Wit's End
Much more than a knack for snappy comebacks, wit is the quick, instinctive intelligence that allows us to think, say, or do the right thing at the right time in the right place. In this whimsical book, James Geary explores every facet of wittiness, from its role in innovation to why puns are the highest form of wit. Geary reasons that wit is both visual and verbal, physical and intellectual: there's the serendipitous wit of scientists, the crafty wit of inventors, the optical wit of artists, and the metaphysical wit of philosophers. In Wit's End, Geary embraces wit in every form by adopting a different style for each chapter; he writes the section on verbal repartee as a dramatic dialogue, the neuroscience of wit as a scientific paper, the spirituality of wit as a sermon, and other chapters in jive, rap, and the heroic couplets of Alexander Pope. Wit's End agilely balances psychology, folktales, visual art, and literary history with lighthearted humor and acute insight, drawing upon traditions of wit from around the world. Entertaining, illuminating, and entirely unique, Wit's End demonstrates that wit and wisdom are really the same thing.

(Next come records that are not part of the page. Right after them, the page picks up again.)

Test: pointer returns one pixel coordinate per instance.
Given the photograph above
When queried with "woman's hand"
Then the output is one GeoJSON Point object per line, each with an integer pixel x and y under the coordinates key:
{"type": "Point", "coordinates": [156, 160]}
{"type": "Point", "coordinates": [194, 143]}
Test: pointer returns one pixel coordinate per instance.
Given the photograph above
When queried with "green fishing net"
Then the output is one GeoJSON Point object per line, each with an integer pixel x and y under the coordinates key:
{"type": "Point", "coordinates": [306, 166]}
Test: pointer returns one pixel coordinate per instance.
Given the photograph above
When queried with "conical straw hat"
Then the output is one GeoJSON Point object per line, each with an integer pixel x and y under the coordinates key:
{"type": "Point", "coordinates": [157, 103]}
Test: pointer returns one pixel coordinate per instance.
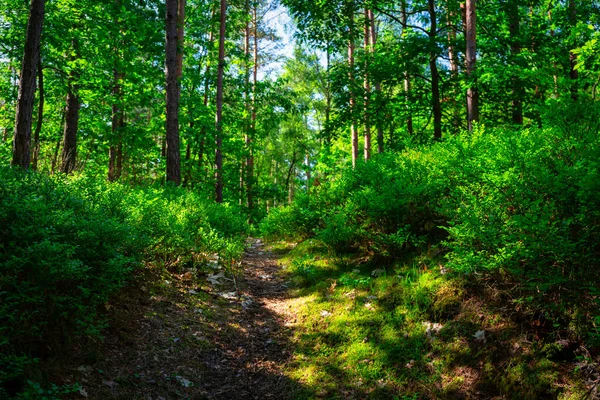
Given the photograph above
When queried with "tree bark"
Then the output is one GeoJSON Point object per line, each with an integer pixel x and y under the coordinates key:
{"type": "Point", "coordinates": [219, 104]}
{"type": "Point", "coordinates": [40, 119]}
{"type": "Point", "coordinates": [69, 151]}
{"type": "Point", "coordinates": [378, 124]}
{"type": "Point", "coordinates": [353, 131]}
{"type": "Point", "coordinates": [471, 59]}
{"type": "Point", "coordinates": [435, 78]}
{"type": "Point", "coordinates": [24, 113]}
{"type": "Point", "coordinates": [367, 86]}
{"type": "Point", "coordinates": [407, 85]}
{"type": "Point", "coordinates": [172, 93]}
{"type": "Point", "coordinates": [250, 158]}
{"type": "Point", "coordinates": [515, 50]}
{"type": "Point", "coordinates": [573, 73]}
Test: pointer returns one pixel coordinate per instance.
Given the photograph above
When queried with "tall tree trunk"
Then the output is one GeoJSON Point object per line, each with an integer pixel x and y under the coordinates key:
{"type": "Point", "coordinates": [24, 113]}
{"type": "Point", "coordinates": [202, 139]}
{"type": "Point", "coordinates": [407, 85]}
{"type": "Point", "coordinates": [250, 158]}
{"type": "Point", "coordinates": [453, 57]}
{"type": "Point", "coordinates": [515, 49]}
{"type": "Point", "coordinates": [435, 78]}
{"type": "Point", "coordinates": [471, 59]}
{"type": "Point", "coordinates": [219, 104]}
{"type": "Point", "coordinates": [367, 85]}
{"type": "Point", "coordinates": [40, 119]}
{"type": "Point", "coordinates": [378, 124]}
{"type": "Point", "coordinates": [172, 93]}
{"type": "Point", "coordinates": [180, 36]}
{"type": "Point", "coordinates": [573, 73]}
{"type": "Point", "coordinates": [353, 131]}
{"type": "Point", "coordinates": [69, 151]}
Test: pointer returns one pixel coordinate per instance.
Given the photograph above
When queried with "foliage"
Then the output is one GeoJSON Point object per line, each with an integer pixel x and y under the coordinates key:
{"type": "Point", "coordinates": [520, 202]}
{"type": "Point", "coordinates": [68, 245]}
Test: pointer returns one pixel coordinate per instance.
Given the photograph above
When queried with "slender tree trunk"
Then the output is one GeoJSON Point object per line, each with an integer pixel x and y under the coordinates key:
{"type": "Point", "coordinates": [40, 119]}
{"type": "Point", "coordinates": [471, 59]}
{"type": "Point", "coordinates": [114, 172]}
{"type": "Point", "coordinates": [69, 151]}
{"type": "Point", "coordinates": [353, 131]}
{"type": "Point", "coordinates": [202, 138]}
{"type": "Point", "coordinates": [435, 78]}
{"type": "Point", "coordinates": [172, 93]}
{"type": "Point", "coordinates": [250, 159]}
{"type": "Point", "coordinates": [515, 50]}
{"type": "Point", "coordinates": [180, 36]}
{"type": "Point", "coordinates": [58, 143]}
{"type": "Point", "coordinates": [378, 124]}
{"type": "Point", "coordinates": [407, 85]}
{"type": "Point", "coordinates": [453, 57]}
{"type": "Point", "coordinates": [573, 73]}
{"type": "Point", "coordinates": [24, 113]}
{"type": "Point", "coordinates": [219, 114]}
{"type": "Point", "coordinates": [367, 85]}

Presented in partnership with the Wisconsin Science Festival.
James Geary
James Geary is the deputy curator of the Nieman Foundation for Journalism at Harvard, editor of Nieman Reports, and former editor of the European edition of Time magazine. He is the author of Wit's End: What Wit Is, How It Works, and Why We Need It, I Is an Other: The Secret Life of Metaphor and How It Shapes the Way We See the World, Geary's Guide to the World's Great Aphorists, the New York Times bestseller The World in a Phrase: A Brief History of the Aphorism, and The Body Electric: An Anatomy of The New Bionic Senses.